Net bank credit in the fortnight ended Oct. 11 grew 8.84 percent.

Pedestrians walk past a Bank of Baroda  branch in Mumbai, India. (Photographer: Dhiraj Singh/Bloomberg)  
Pedestrians walk past a Bank of Baroda branch in Mumbai, India. (Photographer: Dhiraj Singh/Bloomberg)  

Bank credit growth remained subdued in the latest fortnight despite the government’s efforts to ease access to credit through loan fairs.

Net bank credit in the fortnight ended Oct. 11 grew 8.84 percent, according to data released by the Reserve Bank of India. This is similar to the growth of 8.79 reported in the previous fortnight. Deposit growth stood at 9.7 percent in the latest fortnight—marginally above credit growth.

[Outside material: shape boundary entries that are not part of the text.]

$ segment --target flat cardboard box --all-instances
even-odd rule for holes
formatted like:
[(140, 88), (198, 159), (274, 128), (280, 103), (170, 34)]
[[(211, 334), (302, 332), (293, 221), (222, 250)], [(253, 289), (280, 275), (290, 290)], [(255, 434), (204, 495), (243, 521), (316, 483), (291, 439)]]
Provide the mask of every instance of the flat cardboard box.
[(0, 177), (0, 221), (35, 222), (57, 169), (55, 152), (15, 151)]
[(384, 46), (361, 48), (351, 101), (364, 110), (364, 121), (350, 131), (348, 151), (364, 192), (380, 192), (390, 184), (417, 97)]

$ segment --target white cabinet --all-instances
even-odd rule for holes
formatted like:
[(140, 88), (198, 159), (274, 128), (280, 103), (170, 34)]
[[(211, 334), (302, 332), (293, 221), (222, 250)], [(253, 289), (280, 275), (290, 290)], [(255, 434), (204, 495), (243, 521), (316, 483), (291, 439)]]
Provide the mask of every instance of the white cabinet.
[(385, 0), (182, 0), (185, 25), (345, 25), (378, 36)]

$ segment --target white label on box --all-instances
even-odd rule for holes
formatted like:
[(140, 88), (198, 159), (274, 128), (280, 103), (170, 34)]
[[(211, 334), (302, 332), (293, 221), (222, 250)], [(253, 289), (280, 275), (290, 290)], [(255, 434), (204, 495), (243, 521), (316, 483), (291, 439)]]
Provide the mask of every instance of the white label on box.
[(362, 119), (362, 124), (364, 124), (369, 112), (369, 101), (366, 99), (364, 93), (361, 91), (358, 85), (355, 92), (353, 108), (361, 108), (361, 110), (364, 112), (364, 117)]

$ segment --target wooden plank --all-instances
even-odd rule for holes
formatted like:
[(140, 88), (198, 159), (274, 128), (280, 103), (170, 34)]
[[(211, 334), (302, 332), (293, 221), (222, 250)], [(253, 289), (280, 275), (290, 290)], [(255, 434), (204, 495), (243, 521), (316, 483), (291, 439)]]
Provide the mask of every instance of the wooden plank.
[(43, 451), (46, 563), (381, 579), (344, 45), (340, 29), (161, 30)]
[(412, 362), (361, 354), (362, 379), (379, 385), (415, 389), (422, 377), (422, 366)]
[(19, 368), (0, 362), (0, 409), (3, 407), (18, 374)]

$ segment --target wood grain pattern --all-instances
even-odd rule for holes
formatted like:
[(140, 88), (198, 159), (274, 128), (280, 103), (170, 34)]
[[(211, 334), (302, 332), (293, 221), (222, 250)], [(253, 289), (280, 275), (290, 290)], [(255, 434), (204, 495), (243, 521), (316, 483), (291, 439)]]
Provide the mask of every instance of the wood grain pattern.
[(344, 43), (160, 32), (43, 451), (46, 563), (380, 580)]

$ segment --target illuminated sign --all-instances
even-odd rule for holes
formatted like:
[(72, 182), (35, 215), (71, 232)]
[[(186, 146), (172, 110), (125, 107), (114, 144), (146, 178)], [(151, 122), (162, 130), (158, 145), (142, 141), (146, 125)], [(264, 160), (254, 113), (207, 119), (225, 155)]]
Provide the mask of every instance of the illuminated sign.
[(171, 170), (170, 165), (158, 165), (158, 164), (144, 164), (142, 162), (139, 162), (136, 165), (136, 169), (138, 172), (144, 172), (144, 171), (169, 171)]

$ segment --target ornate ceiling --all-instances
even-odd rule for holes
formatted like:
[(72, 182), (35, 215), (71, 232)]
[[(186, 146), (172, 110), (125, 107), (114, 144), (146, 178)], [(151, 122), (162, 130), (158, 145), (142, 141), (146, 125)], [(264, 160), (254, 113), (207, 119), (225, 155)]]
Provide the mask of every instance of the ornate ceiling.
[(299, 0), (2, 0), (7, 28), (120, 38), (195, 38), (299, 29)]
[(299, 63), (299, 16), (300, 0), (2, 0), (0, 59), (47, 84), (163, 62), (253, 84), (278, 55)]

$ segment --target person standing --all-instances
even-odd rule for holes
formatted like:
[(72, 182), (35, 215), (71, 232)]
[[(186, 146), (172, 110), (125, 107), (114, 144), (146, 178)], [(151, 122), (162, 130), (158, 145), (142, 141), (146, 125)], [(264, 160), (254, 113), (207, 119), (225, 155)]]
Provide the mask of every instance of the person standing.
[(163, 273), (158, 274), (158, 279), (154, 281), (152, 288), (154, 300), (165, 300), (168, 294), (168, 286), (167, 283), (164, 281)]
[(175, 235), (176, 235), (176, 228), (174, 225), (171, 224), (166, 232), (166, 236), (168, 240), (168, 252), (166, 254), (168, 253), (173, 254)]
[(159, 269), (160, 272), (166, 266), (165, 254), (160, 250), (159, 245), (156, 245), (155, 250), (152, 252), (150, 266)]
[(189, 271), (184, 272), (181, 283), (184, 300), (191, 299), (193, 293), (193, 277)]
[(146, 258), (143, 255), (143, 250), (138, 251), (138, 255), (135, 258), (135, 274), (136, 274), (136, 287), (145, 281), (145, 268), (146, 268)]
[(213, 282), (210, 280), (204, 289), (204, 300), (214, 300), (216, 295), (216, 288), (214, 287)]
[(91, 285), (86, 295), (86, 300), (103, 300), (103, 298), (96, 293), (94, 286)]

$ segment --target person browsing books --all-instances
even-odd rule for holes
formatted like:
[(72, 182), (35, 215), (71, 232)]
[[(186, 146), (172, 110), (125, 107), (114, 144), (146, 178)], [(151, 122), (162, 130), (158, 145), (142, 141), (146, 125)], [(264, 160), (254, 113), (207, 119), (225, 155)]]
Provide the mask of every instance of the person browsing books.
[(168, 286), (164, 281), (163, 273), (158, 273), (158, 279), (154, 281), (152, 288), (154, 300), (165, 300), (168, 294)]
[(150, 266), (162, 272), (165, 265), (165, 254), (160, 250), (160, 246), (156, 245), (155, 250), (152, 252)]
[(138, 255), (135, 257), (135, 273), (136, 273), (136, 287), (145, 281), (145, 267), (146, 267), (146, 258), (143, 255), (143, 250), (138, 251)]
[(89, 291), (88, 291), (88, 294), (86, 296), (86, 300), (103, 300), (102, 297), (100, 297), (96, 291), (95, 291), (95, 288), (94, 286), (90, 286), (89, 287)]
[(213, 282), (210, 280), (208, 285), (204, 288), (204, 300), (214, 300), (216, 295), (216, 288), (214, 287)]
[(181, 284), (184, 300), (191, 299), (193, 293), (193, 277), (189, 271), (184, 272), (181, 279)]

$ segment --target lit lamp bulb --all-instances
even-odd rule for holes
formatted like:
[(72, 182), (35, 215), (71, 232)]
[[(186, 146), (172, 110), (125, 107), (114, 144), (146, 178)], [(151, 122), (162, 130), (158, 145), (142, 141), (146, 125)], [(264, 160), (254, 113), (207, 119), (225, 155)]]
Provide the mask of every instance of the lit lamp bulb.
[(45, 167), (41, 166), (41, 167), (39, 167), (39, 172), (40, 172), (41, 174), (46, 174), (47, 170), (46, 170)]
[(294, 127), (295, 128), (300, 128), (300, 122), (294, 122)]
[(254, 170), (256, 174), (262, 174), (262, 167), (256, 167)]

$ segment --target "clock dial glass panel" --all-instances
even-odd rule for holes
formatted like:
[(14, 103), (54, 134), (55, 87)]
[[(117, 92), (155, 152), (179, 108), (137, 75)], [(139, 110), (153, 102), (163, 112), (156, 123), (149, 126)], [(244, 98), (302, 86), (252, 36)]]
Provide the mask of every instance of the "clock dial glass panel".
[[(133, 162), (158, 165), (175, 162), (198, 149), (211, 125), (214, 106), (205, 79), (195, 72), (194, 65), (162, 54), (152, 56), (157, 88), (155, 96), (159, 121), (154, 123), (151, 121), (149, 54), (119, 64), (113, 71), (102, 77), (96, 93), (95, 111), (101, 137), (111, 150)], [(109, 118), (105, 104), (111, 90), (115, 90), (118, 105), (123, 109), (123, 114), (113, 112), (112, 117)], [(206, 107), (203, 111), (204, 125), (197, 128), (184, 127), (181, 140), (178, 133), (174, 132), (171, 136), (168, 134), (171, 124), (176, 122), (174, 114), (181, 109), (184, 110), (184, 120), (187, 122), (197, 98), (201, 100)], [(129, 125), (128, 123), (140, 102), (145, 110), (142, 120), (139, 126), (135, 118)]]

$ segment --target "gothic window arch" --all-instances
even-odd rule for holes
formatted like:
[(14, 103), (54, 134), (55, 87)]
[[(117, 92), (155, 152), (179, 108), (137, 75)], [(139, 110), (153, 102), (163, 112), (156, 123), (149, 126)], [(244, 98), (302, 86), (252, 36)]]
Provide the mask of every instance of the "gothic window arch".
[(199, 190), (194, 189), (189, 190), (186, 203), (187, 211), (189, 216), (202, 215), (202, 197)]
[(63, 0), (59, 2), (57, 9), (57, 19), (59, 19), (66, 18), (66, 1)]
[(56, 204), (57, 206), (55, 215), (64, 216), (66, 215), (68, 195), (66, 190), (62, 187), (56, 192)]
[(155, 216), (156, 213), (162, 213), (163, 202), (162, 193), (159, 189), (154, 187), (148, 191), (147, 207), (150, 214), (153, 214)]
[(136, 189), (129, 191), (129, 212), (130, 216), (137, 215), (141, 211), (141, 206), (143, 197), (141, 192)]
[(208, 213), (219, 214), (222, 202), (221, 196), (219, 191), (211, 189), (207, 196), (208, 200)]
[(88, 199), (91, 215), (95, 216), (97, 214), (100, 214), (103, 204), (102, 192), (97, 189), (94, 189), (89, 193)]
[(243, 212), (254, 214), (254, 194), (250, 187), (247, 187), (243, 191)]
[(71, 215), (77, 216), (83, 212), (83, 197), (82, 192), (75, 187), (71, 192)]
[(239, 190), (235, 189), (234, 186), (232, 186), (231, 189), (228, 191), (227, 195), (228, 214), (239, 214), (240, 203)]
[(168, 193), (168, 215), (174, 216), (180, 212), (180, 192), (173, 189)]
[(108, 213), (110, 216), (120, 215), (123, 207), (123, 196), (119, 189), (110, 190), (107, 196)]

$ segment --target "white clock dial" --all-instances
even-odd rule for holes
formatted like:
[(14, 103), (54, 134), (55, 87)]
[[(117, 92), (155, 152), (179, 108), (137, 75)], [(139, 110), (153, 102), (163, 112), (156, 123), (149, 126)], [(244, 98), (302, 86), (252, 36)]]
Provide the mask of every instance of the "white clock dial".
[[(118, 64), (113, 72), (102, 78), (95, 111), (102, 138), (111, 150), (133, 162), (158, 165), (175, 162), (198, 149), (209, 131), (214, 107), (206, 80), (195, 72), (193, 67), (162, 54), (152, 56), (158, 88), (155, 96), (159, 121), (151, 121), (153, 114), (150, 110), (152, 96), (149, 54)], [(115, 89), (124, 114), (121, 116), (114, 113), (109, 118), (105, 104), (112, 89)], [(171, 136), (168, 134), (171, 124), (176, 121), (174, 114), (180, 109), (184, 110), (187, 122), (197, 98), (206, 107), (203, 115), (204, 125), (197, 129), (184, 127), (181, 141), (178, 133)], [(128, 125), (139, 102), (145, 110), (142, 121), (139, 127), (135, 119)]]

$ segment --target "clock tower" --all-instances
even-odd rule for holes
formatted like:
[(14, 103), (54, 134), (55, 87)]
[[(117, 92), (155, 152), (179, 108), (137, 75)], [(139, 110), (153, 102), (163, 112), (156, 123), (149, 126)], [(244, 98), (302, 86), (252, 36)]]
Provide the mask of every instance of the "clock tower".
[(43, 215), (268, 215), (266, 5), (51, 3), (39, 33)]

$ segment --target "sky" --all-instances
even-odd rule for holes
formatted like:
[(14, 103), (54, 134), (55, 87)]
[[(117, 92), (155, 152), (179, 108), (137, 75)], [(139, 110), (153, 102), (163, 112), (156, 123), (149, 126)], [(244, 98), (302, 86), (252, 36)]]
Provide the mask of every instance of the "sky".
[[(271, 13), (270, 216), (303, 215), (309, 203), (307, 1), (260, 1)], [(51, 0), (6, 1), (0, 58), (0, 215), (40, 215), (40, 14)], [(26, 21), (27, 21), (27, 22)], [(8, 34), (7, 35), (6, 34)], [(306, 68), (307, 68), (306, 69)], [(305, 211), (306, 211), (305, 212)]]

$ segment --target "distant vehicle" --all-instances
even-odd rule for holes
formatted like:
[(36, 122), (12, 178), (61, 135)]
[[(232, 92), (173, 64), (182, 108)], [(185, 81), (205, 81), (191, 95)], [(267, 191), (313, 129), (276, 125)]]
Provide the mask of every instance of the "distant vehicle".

The government has been trying to push up bank credit as a way to ease the flow of funds to the economy, which has been hit by a crisis across non-bank lenders. Loan melas have been organised by across the country starting October to facilitate the flow of credit.

On Oct. 14, Finance Secretary Rajiv Kumar said that state-owned banks have disbursed loans worth Rs 81,781 crore during Oct. 1-9 through loan melas. Out of Rs 81,781 crore, new term loans worth Rs 34,342 crore have been disbursed, Kumar told reporters after holding a review meeting of public sector banks.

The latest fortnightly data shows a Rs 21,644.9 crore or 0.22 percent jump over the previous fortnight. This compares to a 0.61 percent jump seen in the previous fortnight.

To be sure, loan sanctions take time to reflect in the data and only get captured when they are disbursed. Typically, disbursals in some categories take time. However, Kumar’s comments had suggested that funds have already been disbursed.

The weak flow of credit, which some consider a lag indicator, may lead to a further slowdown in the economy which is being held back by a large squeeze in credit availability emanating from non-bank lenders, cautioned Fitch Ratings in a report on Thursday. Bank lending, which comparatively held up in the first half of 2019, could not prevent a sizeable credit crunch.

Assuming the sluggish pace of lending is maintained throughout the year, total new lending will amount to only 6.6 percent of GDP in the fiscal year 2019-2020, down from 9.5 percent in the previous fiscal year.